Sometimes, packaging takes up unnecessary space but does not offer good, additional value. This is evident in packaging excesses that do not provide any vital, additional protection for the product. This can lead to an increase in freight shipping costs without any good return for either the seller or the customer.
In such a case, redesigning product packaging for future use may be worth it. Finding a good balance between added protection versus space maximization in shipping is key.
Ship in advance.
Peak seasons in retail bring logistics demand up. When this happens, shipping lines are known to add peak season surcharges to their rates. These charges are shouldered by customers.
There are several peak seasons for freight shipping within a year. The two most busiest are the weeks before Chinese New Year and the months leading up to the holiday/Christmas season (September to December).
Plan and prioritize your shipments months ahead. Although some goods, like perishables, are time-sensitive, there are others that can be shipped in advance with no negative impact on either the supplier or the buyer. Identify these goods, if there are any, that are within your supply chain. See if you can have them shipped ahead of peak seasons.
Other than just shipping cargo in advance, however, we also recommend that your business conduct a demand forecast for your products. Say, around the holiday season, which of your products sell the most and the fastest? Can they be shipped early?
Learn to peg your customers’ needs so you can anticipate what they will need and when they will need it. This way, you can also more wisely schedule your shipments to avoid peak surcharges.
Choose the right freight forwarder.
Freight shipping entails a lot of work that requires a high level of logistics expertise. There are companies that import or export often but do not have a logistics team. Such companies will perform better with a partner who can provide comprehensive, value-added logistics solutions.
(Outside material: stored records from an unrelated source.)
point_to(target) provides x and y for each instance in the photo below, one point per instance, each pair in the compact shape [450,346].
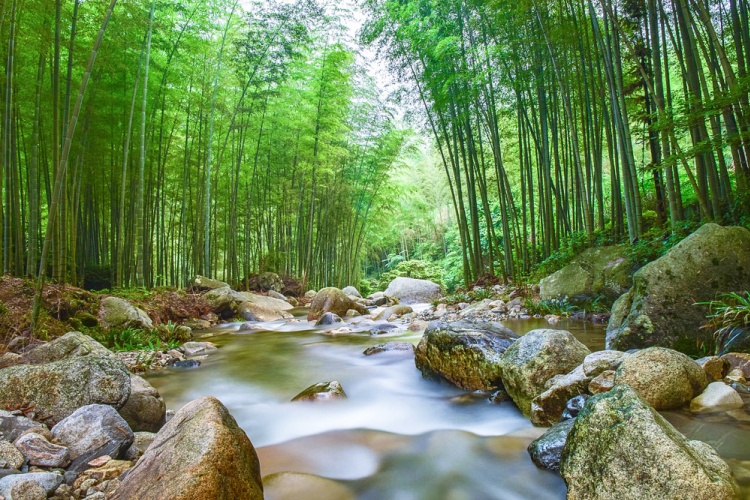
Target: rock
[602,382]
[198,324]
[145,409]
[10,456]
[465,354]
[328,318]
[41,452]
[735,339]
[717,397]
[662,308]
[413,291]
[534,359]
[253,312]
[545,451]
[595,272]
[93,431]
[323,391]
[301,485]
[12,426]
[620,447]
[601,361]
[188,363]
[10,359]
[332,300]
[389,347]
[715,367]
[70,345]
[28,490]
[548,407]
[352,292]
[397,310]
[665,378]
[195,348]
[222,301]
[573,406]
[47,480]
[59,388]
[738,360]
[202,283]
[117,312]
[201,453]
Depending on the resources available to you, the right freight forwarder should also assist you with customs clearance, storage, and delivery. Entrusting all these services to one partner will save you money, time, and effort. Moreover, a logistics partner who can do everything for your business will also help you ensure high quality of services across the board.
Choose freight forwarders who have a lot of cargo traffic. They are likely to benefit from lower rates from (a) particular shipping line(s), agreed upon by both parties in exchange of a quota. Needless to say, such discounted rates are often unavailable to most importing and/or exporting companies.
With a proven track record in the industry, a capable forwarder will also have a rich network of logistics partners worldwide. Such a forwarder will be able to pick out the best rates for your international shipments and, of course, also give you the freedom to ship goods to and from any country in the world.